Anyone relying on the mainstream media will find it hard to understand the appeal of Sanders. That's one of many ways that Sanders resembles President Trump. The press doesn't like him; it doesn't even pretend to like him. And the feeling is mutual.

Earlier this month, Sanders accused The Washington Post, owned by Amazon CEO Jeff Bezos, of hostility related to Sanders' views of Amazon. Trump has had similar complaints about the Post, which has been similarly hostile to Trump.

In 2015, I wrote a column calling for a Trump-Sanders ticket, noting that they were both tapping into voter frustration with politics-as-usual.

"Both are from the outer boroughs of New York City. Mr. Sanders is from Brooklyn; Mr. Trump, from Queens," I wrote. "Both are children of immigrants. Mr. Sanders' father was born in Poland; Mr. Trump's mother is from Scotland. Neither candidate served in the Vietnam War."

On trade and immigration, neither Trump nor Sanders are globalists. Both Trump and Sanders realize that open borders have worked better for MIT and Princeton economists than for low-skilled residents of fading northern manufacturing cities.

Both Trump and Sanders are instinctively antiwar. Sanders would cut military spending more than Trump has, and Sanders would favor a more multilateral approach to diplomacy.

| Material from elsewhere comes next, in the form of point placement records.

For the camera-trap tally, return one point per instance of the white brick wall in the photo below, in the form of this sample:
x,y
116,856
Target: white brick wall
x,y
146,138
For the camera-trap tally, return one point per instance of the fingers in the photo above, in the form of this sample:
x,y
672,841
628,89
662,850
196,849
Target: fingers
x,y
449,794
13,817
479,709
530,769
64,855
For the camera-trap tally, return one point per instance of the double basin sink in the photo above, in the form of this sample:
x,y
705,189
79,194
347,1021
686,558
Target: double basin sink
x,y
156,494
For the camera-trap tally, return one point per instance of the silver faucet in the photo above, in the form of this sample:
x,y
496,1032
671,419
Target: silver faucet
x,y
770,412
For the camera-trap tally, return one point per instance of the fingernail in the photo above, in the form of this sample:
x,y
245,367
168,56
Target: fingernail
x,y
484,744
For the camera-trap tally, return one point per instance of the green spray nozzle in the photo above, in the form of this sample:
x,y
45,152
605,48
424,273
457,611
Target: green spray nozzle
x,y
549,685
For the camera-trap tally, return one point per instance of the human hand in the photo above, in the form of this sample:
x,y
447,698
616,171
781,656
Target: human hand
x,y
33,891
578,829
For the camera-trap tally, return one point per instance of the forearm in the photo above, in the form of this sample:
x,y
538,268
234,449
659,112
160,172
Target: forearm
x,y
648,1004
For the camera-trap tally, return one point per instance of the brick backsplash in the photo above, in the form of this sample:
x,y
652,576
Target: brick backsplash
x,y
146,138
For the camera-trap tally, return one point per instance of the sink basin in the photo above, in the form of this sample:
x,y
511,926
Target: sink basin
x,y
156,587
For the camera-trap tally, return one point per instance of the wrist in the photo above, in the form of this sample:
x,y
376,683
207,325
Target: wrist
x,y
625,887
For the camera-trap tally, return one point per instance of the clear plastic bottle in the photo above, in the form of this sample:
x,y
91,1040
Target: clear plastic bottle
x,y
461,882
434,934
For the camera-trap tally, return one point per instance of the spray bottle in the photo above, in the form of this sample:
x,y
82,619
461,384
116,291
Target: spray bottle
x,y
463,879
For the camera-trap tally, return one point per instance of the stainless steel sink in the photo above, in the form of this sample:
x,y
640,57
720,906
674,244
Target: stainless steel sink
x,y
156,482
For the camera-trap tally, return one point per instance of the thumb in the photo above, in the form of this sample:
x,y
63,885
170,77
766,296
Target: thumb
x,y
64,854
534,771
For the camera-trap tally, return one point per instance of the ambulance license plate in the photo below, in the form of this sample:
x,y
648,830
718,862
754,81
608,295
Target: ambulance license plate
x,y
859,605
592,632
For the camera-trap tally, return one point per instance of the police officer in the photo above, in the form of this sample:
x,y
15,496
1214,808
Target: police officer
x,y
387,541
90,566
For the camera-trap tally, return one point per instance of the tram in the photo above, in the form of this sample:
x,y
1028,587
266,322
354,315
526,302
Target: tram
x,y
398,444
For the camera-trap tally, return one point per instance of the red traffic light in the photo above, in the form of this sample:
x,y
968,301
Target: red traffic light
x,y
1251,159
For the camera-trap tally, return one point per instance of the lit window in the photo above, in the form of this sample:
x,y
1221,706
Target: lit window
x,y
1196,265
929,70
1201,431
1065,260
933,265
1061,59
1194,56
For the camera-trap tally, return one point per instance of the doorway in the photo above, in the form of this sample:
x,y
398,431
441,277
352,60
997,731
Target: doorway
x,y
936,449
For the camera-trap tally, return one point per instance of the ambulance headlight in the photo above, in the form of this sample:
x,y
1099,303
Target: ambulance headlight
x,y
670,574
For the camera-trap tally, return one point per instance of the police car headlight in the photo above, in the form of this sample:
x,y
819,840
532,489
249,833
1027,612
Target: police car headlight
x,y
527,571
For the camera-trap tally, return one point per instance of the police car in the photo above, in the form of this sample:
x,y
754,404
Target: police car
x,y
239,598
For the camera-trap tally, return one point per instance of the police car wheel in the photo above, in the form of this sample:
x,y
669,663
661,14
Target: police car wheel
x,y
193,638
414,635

But both politicians have made it clear that they opposed the Iraq War and that they don't want to be lured into anything that looks at all like a repeat of that.

One dynamic that works in favor of both Trump and Sanders is that voters discount their extreme stances, figuring that they just represent opening offers that will eventually be watered down in compromises with powerful interest groups and with establishment lawmakers. Both have simple stories to tell about who is to blame for America's problems. Trump blames illegal immigrants, who do not vote. Sanders blames "billionaires," who represent only a tiny fraction of the electorate (though, between Michael Bloomberg and Tom Steyer, they do represent a substantial fraction of the field of Democratic presidential candidates.)

From a policy perspective, Sanders is not at all my cup of tea. His proposed wealth tax is punitive, confiscatory, and probably unconstitutional. His health care plan and his other proposals demonstrate, in my view, naïve and unfounded confidence that centralized big-government programs can solve problems better than decentralized or private-sector initiatives.

But the panic that Sanders engenders in a certain class of New York and Washington types—the sort of people that Hillary Clinton is talking about when she says "Nobody likes him"—is a similar panic to the one those people feel about President Trump. Do I need to feel guilty about admitting that I not-so-secretly enjoy it?

Sure, some of the Sanders voters are holier-than-thou poseurs or outright sexists. Some of them are just naïve or ignorant, too young to have lived through the Cold War against the Union of Soviet Socialist Republics. But plenty of Sanders voters, too, are legitimately fed up. The free-trade, easy money policies of the George W. Bush and Obama administrations didn't work for them. They feel insecure because of immigration, the opioid epidemic, the mental health crisis, the erosion of social capital, the decline of organized religion, and the concentration of economic growth in Silicon Valley, Boston, Northern Virginia, and Seattle rather than the rest of the country. It's a protest vote, a cry of frustration with the status quo. It's an "I've had enough and I'm not going to take it anymore" vote.

Sanders is a more credible voice of that message than is wealthy Harvard law school professor Sen. Elizabeth Warren (D–Mass.), or Obama's vice president Joe Biden, or Rhodes Scholar Pete Buttigieg, or billionaire businessman Bloomberg. Whether he's a more credible voice of it than Trump himself—or whether the feeling even accurately represents the sentiments of most Americans in a moment of relative peace and prosperity—is something that we may yet discover in a general election campaign.